Well, a few months ago now, I gave up and did something that I swore I would never do again. I played Magic the Gathering. I was at the store, they had a spare seat at a modern tournament, someone lent me a deck, and the rest is history. I've now started playing again, and in the few drafts I've played in mid table mediocracy has been my fate. I've also started collecting a few cards, and have a standard red rush deck that has not been terrible in casual games, although I've not managed to test in competitively.

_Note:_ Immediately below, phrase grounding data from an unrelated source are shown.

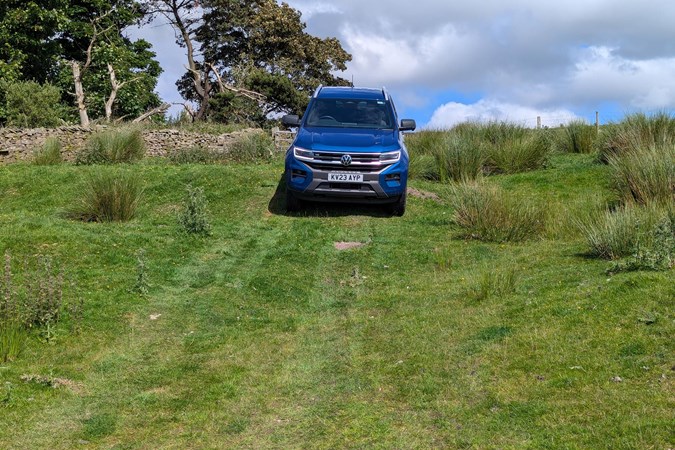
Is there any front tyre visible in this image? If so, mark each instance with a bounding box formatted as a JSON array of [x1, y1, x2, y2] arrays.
[[387, 191, 406, 217]]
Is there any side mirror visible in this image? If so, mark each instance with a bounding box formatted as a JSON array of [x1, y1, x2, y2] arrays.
[[400, 119, 416, 131], [282, 114, 301, 127]]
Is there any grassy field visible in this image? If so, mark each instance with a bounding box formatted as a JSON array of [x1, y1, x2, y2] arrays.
[[0, 151, 673, 448]]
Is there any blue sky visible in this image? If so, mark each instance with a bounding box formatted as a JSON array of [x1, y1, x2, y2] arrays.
[[131, 0, 675, 128]]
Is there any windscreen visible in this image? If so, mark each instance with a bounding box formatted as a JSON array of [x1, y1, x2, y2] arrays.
[[305, 98, 395, 129]]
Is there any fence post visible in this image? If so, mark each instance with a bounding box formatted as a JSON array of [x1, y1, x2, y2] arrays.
[[537, 116, 541, 129], [595, 111, 599, 135]]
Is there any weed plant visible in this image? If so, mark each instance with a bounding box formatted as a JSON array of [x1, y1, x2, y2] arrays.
[[178, 184, 211, 235], [227, 131, 274, 163], [597, 112, 675, 162], [608, 214, 674, 272], [133, 249, 150, 294], [0, 252, 75, 360], [447, 181, 545, 242], [608, 145, 674, 205], [75, 128, 146, 165], [32, 137, 63, 165], [67, 170, 143, 222]]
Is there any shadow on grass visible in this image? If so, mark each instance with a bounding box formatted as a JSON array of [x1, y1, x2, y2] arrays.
[[267, 174, 393, 218]]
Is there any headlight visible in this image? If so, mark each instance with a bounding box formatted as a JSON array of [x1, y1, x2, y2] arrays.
[[379, 150, 400, 162], [293, 147, 314, 160]]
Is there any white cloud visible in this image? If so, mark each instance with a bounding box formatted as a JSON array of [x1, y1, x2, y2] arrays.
[[426, 99, 578, 129], [565, 46, 675, 109]]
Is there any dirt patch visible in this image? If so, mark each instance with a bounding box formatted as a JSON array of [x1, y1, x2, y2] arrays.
[[334, 241, 366, 251], [407, 187, 441, 203], [21, 374, 84, 394]]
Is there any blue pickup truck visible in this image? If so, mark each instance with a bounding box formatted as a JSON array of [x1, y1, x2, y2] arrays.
[[281, 86, 416, 216]]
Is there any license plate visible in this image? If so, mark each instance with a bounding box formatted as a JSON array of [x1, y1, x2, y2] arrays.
[[328, 172, 363, 183]]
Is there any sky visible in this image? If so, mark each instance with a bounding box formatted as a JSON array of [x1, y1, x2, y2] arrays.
[[130, 0, 675, 129]]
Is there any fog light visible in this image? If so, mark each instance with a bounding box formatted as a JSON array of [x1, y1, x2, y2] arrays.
[[385, 173, 401, 181]]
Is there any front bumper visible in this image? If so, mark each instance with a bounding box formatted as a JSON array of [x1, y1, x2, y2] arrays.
[[285, 154, 407, 204]]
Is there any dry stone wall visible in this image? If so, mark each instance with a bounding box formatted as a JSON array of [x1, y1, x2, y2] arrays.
[[0, 126, 264, 164]]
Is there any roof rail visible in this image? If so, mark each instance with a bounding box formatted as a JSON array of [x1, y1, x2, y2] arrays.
[[382, 86, 389, 101], [313, 84, 323, 98]]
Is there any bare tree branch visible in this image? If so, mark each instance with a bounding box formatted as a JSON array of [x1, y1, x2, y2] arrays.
[[132, 102, 171, 123]]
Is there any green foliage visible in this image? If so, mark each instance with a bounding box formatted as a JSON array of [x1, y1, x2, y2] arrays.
[[0, 251, 75, 358], [168, 146, 221, 164], [556, 120, 597, 154], [1, 80, 64, 127], [597, 112, 675, 163], [75, 129, 146, 165], [577, 204, 669, 259], [207, 90, 266, 126], [0, 1, 162, 123], [178, 184, 211, 235], [227, 131, 275, 163], [79, 39, 163, 120], [67, 170, 143, 222], [608, 145, 674, 205], [33, 137, 63, 165], [447, 181, 545, 242]]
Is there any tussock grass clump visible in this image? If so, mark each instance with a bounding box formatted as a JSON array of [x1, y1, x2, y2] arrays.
[[408, 153, 440, 180], [405, 130, 447, 156], [608, 145, 674, 205], [168, 146, 221, 164], [75, 128, 146, 165], [455, 120, 528, 145], [472, 267, 519, 301], [447, 181, 545, 242], [556, 120, 596, 154], [434, 134, 486, 182], [487, 131, 550, 174], [577, 204, 671, 260], [178, 184, 211, 235], [597, 112, 675, 162], [67, 170, 143, 222], [227, 131, 274, 163], [32, 137, 63, 165]]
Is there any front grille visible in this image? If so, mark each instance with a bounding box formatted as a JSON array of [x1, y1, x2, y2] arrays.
[[306, 162, 381, 173], [313, 151, 381, 165]]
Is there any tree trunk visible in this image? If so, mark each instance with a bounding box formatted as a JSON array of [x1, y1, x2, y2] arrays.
[[72, 62, 90, 127]]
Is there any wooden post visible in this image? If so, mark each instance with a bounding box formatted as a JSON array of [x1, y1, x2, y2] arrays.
[[595, 111, 600, 134], [537, 116, 541, 129]]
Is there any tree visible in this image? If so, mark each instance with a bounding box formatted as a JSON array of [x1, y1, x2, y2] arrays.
[[0, 0, 163, 124], [146, 0, 351, 123], [198, 0, 351, 122]]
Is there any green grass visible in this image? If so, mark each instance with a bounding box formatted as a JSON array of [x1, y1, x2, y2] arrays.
[[0, 154, 672, 448]]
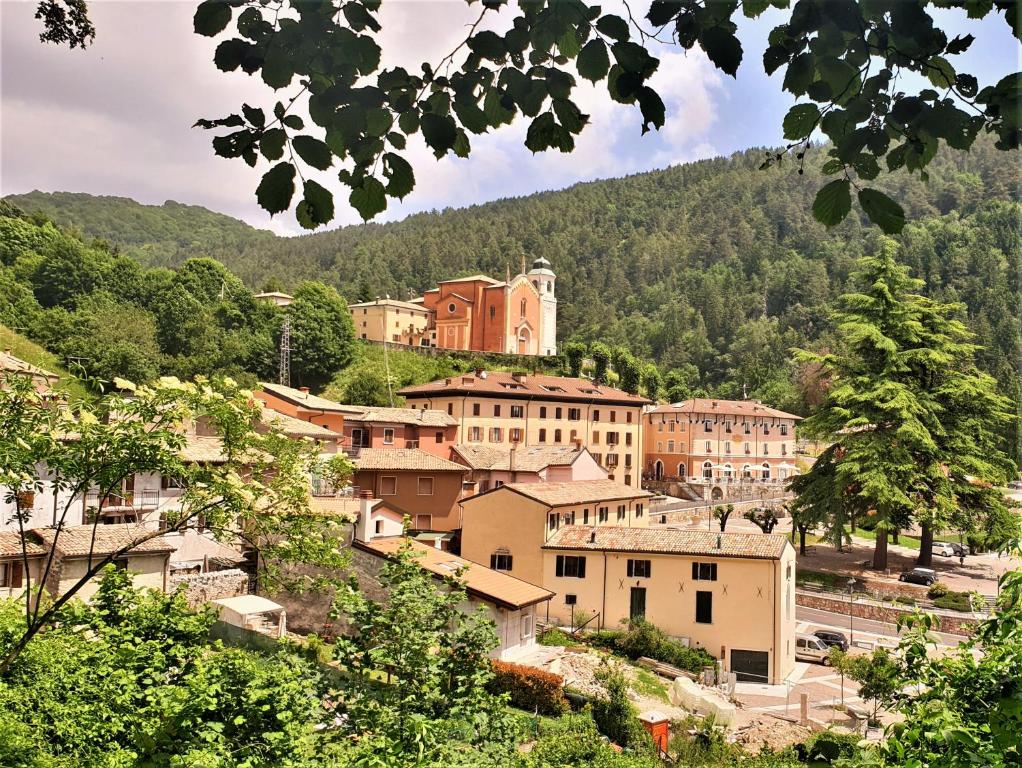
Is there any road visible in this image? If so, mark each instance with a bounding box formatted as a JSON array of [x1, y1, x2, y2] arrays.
[[796, 605, 965, 647]]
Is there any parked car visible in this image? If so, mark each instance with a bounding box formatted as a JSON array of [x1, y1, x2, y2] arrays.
[[899, 567, 937, 586], [949, 542, 967, 557], [1007, 479, 1022, 490], [932, 542, 957, 557], [812, 630, 849, 651], [795, 634, 832, 665]]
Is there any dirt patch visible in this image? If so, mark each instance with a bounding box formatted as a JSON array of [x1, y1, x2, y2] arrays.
[[729, 713, 813, 752]]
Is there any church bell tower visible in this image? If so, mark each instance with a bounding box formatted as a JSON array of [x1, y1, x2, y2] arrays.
[[527, 257, 557, 356]]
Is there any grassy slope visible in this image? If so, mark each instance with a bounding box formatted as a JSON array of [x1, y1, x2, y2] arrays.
[[0, 324, 91, 401]]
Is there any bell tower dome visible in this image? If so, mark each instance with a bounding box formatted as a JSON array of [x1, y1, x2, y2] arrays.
[[527, 256, 557, 356]]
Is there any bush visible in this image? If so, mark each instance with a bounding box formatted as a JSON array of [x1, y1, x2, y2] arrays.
[[927, 581, 950, 599], [538, 627, 573, 646], [613, 620, 716, 674], [588, 630, 625, 651], [933, 592, 973, 612], [489, 660, 569, 716], [591, 664, 652, 750], [798, 730, 861, 764]]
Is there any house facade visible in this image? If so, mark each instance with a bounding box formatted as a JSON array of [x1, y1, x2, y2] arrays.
[[450, 445, 608, 492], [542, 526, 797, 684], [459, 480, 653, 587], [256, 382, 363, 435], [400, 371, 648, 487], [644, 399, 802, 496], [342, 406, 458, 459], [349, 298, 432, 347]]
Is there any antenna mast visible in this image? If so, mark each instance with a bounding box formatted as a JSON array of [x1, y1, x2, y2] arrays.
[[279, 315, 291, 387]]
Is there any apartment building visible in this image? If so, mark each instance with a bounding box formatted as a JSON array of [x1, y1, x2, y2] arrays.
[[400, 371, 649, 486], [459, 479, 653, 586], [349, 298, 432, 346], [542, 526, 797, 683], [644, 399, 801, 490]]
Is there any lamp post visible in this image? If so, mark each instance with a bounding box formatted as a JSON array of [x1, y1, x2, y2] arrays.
[[847, 577, 856, 647]]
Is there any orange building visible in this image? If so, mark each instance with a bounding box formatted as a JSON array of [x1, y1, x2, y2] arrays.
[[643, 399, 801, 495]]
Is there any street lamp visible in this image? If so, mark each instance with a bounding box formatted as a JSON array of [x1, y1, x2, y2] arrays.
[[847, 577, 856, 647]]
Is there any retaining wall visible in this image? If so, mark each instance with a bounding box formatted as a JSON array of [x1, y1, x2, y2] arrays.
[[170, 569, 249, 608], [795, 591, 977, 636]]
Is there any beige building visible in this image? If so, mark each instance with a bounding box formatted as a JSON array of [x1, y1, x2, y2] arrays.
[[542, 526, 796, 684], [450, 444, 608, 492], [400, 371, 649, 486], [459, 480, 653, 587], [349, 298, 432, 347]]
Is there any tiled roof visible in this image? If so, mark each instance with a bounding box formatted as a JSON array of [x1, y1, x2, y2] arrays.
[[470, 479, 652, 507], [348, 298, 431, 312], [0, 532, 47, 558], [358, 537, 553, 609], [179, 436, 229, 464], [399, 372, 650, 405], [253, 291, 293, 300], [544, 526, 791, 560], [308, 496, 361, 520], [346, 406, 457, 427], [259, 407, 342, 439], [33, 524, 175, 557], [0, 351, 59, 381], [649, 399, 801, 421], [451, 444, 586, 472], [355, 448, 468, 473], [437, 274, 501, 285], [258, 383, 364, 414]]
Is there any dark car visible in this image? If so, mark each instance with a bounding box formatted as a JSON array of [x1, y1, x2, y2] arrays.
[[899, 567, 937, 586], [812, 630, 849, 651], [950, 542, 967, 557]]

One thing that I do know, however, is that it is not even close to being ready for modern, even with a few cards swapped out.
Modern is a format that I should have been at home in. Older cards, some of which I knew. And yet, it seems to me that it is even more open to abuse than the old Type I used to be back when I played competitively (around Unlimited-6th). 3-4 turn kills were common, and while I accept that my deck was vastly underpowered against these, there should have been something I could have done. I'm not sure that this is a format that I would have enjoyed, even if I did have the card pool.

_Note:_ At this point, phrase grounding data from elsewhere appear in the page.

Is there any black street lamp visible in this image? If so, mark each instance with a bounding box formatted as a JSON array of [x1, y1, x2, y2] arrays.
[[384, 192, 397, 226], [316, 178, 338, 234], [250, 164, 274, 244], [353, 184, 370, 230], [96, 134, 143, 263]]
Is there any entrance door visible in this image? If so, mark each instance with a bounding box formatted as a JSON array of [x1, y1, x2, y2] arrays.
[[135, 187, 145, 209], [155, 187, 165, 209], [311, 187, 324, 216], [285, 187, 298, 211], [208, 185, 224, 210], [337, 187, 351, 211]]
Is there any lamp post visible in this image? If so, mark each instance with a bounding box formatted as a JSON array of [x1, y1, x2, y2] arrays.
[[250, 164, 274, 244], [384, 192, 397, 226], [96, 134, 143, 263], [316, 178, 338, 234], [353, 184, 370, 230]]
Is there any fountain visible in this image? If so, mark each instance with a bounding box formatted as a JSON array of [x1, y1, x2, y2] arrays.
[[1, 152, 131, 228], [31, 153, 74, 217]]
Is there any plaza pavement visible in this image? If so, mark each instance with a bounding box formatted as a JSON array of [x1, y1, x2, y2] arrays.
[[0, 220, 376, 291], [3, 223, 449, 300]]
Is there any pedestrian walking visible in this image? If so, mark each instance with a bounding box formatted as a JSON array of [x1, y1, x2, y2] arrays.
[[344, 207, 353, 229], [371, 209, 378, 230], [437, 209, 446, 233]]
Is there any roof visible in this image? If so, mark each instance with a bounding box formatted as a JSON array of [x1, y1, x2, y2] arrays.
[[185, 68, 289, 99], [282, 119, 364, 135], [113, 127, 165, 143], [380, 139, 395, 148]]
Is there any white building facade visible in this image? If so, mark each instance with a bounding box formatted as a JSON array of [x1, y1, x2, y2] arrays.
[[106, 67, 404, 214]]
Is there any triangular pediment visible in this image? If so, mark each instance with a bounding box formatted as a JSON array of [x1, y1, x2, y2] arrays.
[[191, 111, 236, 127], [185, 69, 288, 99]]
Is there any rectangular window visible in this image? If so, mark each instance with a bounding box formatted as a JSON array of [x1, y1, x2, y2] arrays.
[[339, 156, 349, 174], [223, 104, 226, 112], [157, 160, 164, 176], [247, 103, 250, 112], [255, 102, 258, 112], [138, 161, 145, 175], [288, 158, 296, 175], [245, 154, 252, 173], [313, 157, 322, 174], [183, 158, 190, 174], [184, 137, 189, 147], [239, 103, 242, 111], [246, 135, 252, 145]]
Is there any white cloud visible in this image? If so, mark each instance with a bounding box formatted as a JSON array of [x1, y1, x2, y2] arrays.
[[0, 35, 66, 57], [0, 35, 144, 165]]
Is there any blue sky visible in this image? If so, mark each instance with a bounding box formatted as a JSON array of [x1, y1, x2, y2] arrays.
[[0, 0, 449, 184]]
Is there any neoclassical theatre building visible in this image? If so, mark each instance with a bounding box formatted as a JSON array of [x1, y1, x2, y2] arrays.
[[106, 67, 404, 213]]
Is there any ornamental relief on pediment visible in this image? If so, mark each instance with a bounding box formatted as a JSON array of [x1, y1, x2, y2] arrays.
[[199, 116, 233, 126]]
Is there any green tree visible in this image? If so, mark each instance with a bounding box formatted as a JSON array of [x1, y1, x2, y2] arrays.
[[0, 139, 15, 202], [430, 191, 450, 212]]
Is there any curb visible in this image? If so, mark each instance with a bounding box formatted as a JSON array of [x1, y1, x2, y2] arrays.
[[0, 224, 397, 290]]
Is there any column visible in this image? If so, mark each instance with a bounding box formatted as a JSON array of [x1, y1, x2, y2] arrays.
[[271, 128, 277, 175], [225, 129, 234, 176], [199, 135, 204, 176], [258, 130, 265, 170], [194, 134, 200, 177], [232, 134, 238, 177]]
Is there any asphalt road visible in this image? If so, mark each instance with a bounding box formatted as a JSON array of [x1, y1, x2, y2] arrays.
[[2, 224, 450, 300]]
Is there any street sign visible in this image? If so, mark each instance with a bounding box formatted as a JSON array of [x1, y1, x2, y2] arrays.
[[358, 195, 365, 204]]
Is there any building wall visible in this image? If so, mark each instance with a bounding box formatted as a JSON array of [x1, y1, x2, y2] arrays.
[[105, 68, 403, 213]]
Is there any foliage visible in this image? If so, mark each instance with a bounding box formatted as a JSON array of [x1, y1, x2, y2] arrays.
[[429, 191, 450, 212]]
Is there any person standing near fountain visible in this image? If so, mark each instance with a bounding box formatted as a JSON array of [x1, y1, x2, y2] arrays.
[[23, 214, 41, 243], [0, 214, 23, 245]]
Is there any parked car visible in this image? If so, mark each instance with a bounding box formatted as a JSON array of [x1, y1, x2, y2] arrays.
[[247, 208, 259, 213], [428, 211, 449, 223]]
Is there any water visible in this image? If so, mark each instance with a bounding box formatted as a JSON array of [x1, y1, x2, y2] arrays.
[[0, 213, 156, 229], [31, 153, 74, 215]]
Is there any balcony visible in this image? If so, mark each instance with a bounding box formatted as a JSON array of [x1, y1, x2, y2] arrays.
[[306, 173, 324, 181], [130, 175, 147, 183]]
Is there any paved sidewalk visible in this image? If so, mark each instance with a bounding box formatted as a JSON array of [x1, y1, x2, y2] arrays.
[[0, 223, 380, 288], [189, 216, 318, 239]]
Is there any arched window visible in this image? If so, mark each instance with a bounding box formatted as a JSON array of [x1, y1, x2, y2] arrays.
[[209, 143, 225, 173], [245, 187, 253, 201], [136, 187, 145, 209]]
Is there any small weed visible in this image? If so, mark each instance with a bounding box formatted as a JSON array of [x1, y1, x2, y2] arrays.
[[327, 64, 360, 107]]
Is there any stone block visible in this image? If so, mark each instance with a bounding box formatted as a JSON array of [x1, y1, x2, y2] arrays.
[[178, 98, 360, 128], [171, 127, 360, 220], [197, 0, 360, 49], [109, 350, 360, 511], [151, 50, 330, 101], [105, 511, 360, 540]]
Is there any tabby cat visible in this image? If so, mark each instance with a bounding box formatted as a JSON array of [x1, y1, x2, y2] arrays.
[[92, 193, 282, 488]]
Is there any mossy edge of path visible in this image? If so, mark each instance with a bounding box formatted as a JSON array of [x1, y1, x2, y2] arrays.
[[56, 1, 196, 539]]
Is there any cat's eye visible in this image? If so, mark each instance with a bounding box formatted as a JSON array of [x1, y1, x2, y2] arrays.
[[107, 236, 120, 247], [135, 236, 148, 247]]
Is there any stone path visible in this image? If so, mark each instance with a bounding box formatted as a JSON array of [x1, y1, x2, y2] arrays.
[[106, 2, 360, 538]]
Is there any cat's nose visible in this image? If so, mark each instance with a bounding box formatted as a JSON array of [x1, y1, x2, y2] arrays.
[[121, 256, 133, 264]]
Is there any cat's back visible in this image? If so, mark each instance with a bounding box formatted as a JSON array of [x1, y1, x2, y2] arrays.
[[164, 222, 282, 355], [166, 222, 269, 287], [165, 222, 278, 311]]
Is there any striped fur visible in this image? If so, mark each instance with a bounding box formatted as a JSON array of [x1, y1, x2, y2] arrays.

So, my deck so far consists of
16 Mountain
4 Wind-Scarred Crag
4 Bloodfire Expert
4 Bolt of Keranos
2 Dragon Fodder
2 Foundry Street Denizen
2 Gore Swine
3 Lightning Berserker
4 Lightning Strike
4 Mardu Scout
1 Monastery Swiftspear
4 Spark Jolt
1 Trumpet Blast
4 War-Name Aspirant
3 Wild Slash
2 Zurgo Bellstriker
Sideboard:
2 Arrow Storm
4 Barrage of Boulders
1 Demolish
2 Pyrotechnics
3 Roast
3 Shatter
I'm sure that it has hundreds of holes. I know that it is weak against lots of deck types.
What I do wonder is, in the absence of the opportunity to spend hours playtesting face to face, what engines online people use to test decks?